Sample of the Raw Data

Sample of the Cleaned Data

Data Cleaning Performed:

  • Removed duplicate rows containing the same combination of Order ID, Product, Quantity Ordered, and Price Each, so there would be no duplicated product records for a single order.

  • Removed empty rows.

  • Sorted table by Order ID.

  • Converted Price Each, Order ID and Quantity Ordered from General to Number data type.

  • Split the Order Date column to separate the date and time.

  • Split the Purchase Address field into 3 columns: City, State, and Zip Code.

  • Removed the spaces before the States.

Descriptive Analysis Findings

America’s Electronic Goods earned a total of $34,465,538 in sales revenue within the 1-year timespan from January 2019 – January 2020.

Of the 8 states included in the analysis, the highest revenue was obtained from customers in California, which was 39.76% of Total Revenue.

The MacBook Pro Laptop generated the highest Total Revenue of the 19 product offerings with a contribution of 23.31% of Total Revenue. The iPhone was the second highest performer, providing  13.91% of Total Revenue.

AAA and AA batteries reported the highest unit sales among all products. Despite this, they generated the lowest sales revenue.

Apple products contributed almost twice the revenue of competing brands in the same product categories, such as ThinkPad, Bose, and Google in the laptop, headphone, and cell phone categories, respectively.

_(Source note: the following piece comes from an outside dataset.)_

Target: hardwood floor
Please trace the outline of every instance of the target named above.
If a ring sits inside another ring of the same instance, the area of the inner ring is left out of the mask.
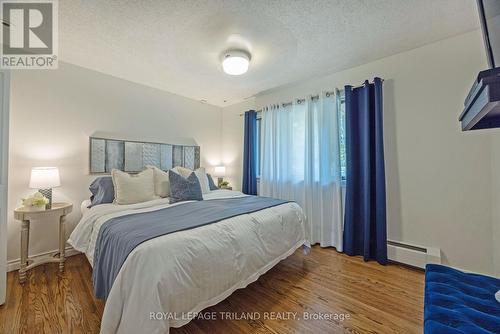
[[[63,274],[57,264],[47,264],[31,271],[24,286],[17,272],[7,281],[0,333],[99,332],[104,304],[93,297],[83,255],[68,258]],[[171,333],[422,333],[423,290],[423,271],[367,263],[315,246],[307,256],[298,250],[202,312],[215,320],[195,319]],[[242,319],[245,315],[253,319]]]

Overall, there was sales growth during the year with significant peaks in April, October, and December. However, sales dropped below $3 Million from June to September. In December, sales were the highest, which was most likely due to the holiday shopping season.

Recommendations

  1. Evaluate COGS of the MacBook Pro Laptop and iPhone to measure profitability. If the MacBook Pro and iPhone prove to be profitable products, focus on increasing unit sells. Consider offering financing options for Apple products to eliminate purchase barriers for price-conscious customers.

  2. Implement target marketing campaigns towards the most profitable customers in California, Texas, and New York.

  3. Bundle Apple products (ex. iPhone + Airpods, MacBook Pro + Airpods, and Macbook Pro + iPhone) during the holiday shopping season at a slight discount if feasible.